HIV/AIDS Council Rebukes Clinton Administration
Group wants federal funding for needle exchange programs
WASHINGTON (AllPolitics, March 17) -- The members of the Presidential Advisory Council on HIV/AIDS held a press conference Tuesday to express their frustration with the Clinton Administration's inaction on needle exchange.
The group has previously called on Health and Human Services (HHS) Secretary Donna Shalala to lift the ban on federal funding for needle exchange programs, and in a letter to her on Monday, it wrote, "We call upon you to make an immediate determination and to allow the local use of federal funds for needle exchange programs as part of a comprehensive HIV prevention program. To do anything less would be an abdication of your responsibilities."

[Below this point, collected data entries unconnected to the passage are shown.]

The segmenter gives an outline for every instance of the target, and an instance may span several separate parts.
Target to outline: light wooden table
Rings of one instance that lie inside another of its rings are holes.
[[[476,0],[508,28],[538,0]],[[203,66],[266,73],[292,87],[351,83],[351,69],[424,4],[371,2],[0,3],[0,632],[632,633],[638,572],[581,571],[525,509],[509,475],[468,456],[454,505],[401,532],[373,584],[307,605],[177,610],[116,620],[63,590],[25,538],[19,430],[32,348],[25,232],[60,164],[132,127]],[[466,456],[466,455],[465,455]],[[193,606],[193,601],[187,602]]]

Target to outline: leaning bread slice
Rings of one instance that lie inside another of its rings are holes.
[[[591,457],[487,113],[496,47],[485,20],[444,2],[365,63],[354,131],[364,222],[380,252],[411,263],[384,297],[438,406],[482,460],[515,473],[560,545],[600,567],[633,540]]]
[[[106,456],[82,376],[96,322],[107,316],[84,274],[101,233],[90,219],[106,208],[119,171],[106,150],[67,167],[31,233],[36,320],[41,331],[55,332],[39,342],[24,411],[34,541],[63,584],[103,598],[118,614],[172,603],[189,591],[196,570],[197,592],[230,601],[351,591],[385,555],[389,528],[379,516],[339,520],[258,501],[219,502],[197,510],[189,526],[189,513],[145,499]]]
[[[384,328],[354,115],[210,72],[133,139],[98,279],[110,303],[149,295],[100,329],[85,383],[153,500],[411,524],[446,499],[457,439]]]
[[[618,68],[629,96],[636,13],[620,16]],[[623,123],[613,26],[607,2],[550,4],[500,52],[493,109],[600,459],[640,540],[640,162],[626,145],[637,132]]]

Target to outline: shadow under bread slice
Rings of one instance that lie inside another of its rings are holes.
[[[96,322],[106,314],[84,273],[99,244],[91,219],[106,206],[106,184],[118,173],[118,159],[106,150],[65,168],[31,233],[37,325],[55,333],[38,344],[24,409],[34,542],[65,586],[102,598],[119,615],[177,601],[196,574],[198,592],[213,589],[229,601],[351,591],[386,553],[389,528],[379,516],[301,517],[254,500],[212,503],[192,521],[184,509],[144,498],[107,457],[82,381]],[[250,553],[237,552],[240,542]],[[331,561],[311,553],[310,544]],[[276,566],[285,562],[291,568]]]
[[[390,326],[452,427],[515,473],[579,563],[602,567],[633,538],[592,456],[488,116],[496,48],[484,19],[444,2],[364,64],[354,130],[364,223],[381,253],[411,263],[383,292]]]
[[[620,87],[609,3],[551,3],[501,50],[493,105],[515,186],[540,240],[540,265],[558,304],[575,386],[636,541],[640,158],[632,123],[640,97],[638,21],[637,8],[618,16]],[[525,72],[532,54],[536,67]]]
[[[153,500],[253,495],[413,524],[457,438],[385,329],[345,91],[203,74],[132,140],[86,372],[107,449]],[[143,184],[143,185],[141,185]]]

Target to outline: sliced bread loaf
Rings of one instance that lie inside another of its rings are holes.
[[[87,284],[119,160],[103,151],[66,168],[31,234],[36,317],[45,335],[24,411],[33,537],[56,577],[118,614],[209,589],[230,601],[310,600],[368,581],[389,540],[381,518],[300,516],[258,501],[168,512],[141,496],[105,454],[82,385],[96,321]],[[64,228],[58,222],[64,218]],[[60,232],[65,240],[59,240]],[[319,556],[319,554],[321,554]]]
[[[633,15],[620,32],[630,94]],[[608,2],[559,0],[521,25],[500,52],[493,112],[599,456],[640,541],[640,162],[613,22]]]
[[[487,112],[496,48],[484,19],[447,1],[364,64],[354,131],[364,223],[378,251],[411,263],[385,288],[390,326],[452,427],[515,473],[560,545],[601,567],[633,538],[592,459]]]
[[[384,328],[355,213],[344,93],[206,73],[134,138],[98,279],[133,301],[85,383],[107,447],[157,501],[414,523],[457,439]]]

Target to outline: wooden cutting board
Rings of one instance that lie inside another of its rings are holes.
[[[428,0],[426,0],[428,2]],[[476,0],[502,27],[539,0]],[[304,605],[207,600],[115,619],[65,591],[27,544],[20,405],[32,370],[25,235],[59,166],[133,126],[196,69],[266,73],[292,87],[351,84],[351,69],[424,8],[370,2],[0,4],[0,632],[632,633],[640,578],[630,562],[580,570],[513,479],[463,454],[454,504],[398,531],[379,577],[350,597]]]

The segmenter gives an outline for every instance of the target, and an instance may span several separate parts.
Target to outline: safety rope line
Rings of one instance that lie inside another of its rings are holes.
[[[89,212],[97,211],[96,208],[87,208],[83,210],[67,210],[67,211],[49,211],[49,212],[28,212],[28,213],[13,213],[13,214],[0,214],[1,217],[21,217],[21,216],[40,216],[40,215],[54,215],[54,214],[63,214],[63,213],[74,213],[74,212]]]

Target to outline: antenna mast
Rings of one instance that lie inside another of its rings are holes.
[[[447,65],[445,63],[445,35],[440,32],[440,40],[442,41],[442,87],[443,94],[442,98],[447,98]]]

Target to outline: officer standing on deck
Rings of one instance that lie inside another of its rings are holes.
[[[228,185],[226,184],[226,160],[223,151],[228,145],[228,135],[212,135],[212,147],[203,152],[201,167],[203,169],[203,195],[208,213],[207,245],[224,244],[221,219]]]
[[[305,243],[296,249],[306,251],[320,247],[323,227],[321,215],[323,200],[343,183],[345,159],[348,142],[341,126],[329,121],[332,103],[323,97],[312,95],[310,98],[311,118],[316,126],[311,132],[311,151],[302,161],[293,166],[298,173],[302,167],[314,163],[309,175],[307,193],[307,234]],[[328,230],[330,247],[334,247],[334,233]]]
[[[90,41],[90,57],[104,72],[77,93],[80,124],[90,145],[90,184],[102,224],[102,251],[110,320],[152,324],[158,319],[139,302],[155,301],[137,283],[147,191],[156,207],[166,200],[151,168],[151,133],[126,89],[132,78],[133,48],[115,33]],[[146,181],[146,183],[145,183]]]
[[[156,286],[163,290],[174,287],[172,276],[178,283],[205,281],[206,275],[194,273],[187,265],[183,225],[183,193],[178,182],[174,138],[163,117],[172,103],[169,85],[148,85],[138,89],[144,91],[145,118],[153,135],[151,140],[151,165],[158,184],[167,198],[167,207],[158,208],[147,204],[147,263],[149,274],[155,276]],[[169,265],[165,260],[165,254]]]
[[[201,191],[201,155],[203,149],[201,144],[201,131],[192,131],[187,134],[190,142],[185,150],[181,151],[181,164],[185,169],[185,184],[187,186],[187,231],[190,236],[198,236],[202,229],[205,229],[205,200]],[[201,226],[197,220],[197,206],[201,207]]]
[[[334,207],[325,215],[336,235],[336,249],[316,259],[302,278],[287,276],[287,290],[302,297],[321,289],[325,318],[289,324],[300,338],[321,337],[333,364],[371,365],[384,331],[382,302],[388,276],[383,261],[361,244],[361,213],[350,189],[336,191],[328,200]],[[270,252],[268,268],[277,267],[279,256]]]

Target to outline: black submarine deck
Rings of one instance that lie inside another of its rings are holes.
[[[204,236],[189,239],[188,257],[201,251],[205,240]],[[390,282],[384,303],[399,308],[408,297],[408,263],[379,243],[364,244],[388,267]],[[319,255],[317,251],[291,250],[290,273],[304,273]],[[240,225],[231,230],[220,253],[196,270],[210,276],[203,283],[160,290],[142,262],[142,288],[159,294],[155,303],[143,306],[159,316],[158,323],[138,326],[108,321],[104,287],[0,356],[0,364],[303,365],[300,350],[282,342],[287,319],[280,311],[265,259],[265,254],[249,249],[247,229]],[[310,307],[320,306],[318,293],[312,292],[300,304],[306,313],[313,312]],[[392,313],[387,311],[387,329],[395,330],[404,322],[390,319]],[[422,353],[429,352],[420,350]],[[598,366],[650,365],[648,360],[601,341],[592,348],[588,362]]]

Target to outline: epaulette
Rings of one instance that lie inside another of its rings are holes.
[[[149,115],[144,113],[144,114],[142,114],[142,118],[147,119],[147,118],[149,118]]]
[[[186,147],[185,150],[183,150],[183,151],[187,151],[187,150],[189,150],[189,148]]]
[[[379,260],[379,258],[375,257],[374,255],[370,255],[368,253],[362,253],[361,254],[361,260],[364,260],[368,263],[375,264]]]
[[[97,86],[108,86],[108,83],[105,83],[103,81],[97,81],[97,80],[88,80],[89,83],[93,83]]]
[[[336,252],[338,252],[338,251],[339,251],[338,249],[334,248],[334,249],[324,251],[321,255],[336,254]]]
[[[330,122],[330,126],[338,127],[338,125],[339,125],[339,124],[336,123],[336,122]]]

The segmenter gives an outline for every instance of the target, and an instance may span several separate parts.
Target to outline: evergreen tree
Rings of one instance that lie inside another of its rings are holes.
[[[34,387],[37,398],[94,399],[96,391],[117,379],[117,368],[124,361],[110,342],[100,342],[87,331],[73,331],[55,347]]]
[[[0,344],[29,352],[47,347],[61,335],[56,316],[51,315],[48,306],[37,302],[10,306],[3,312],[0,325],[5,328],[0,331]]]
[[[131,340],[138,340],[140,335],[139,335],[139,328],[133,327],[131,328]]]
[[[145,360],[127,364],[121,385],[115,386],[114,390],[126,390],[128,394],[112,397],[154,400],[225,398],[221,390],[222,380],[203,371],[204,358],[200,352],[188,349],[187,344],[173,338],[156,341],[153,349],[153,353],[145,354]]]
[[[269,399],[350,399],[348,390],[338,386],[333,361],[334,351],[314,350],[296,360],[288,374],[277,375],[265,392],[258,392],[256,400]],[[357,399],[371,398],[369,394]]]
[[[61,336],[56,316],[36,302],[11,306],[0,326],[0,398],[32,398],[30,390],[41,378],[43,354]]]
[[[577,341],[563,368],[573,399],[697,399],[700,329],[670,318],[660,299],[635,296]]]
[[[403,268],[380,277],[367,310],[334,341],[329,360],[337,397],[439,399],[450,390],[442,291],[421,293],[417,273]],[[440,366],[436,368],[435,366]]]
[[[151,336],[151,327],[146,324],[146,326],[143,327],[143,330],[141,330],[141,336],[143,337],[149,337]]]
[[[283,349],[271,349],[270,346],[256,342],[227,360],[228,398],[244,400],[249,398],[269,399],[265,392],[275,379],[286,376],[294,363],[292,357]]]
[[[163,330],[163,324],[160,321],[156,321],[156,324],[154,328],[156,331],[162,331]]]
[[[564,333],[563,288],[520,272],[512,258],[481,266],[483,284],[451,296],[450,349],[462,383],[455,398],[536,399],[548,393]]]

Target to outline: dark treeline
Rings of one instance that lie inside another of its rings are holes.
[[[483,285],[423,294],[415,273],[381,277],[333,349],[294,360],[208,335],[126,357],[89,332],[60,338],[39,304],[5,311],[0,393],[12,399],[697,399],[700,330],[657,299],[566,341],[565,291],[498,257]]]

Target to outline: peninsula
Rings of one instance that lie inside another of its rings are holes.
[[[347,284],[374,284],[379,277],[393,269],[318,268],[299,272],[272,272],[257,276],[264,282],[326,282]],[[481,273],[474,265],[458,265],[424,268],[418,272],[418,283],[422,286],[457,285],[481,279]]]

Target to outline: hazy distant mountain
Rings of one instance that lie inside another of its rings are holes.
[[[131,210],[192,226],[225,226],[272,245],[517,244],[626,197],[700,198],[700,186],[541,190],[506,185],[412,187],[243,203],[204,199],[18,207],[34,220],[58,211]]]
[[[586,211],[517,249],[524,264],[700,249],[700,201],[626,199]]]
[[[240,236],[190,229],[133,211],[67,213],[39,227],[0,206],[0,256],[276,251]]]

Congress has said two tests must be met before Shalala could lift the ban of using federal funding for needle exchange programs. First, HHS must show that HIV cases decrease with the use of the needle exchange programs, and secondly, it must be shown that the programs don't encourage drug use.
HHS spokeswoman Melissa Skolfield said reports have shown the programs reduce transmission of HIV among intravenous drug users, but although several local programs have not reported an increase in drug use, Shalala is still not convinced the second test has been conclusively met.
According to the committee, six federally funded reports, a National Institutes of Health report and many other studies have concluded that needle exchange programs reduce HIV transmission and do not encourage drug use.
Last fall, Congress took away Shalala's ability to lift the ban on federal funding for needle exchange until March 31, 1998. The committee says even though she can't lift the ban right now, she can recognize the necessary reports have been gathered and needle exchange programs meet both requirements set by the government.
There are about 100 needle exchange programs around the country, according to the Whitman-Walker Clinic which runs the needle exchange program in Washington, but none operates with federal money.
In September 1997, Dr. Peter Beilenson, the Baltimore City Health Commissioner, told Congress about the Baltimore needle exchange program. He said, "The program is accomplishing its mission of reducing the transmission of HIV among injection drug users, their sexual partners and their offspring."
In the draft of a letter to the president on Monday, the council wrote, "Secretary Shalala must issue an immediate determination that needle exchange programs meet the two-pronged test laid out in the law and must remove the restriction on the use of federal funds." The letter closed by saying, "In the nearly three years of the Council's existence, we have issued numerous recommendations and letters on this issue, and there is tremendous impatience and anger in the community and among Council members that nothing has happened."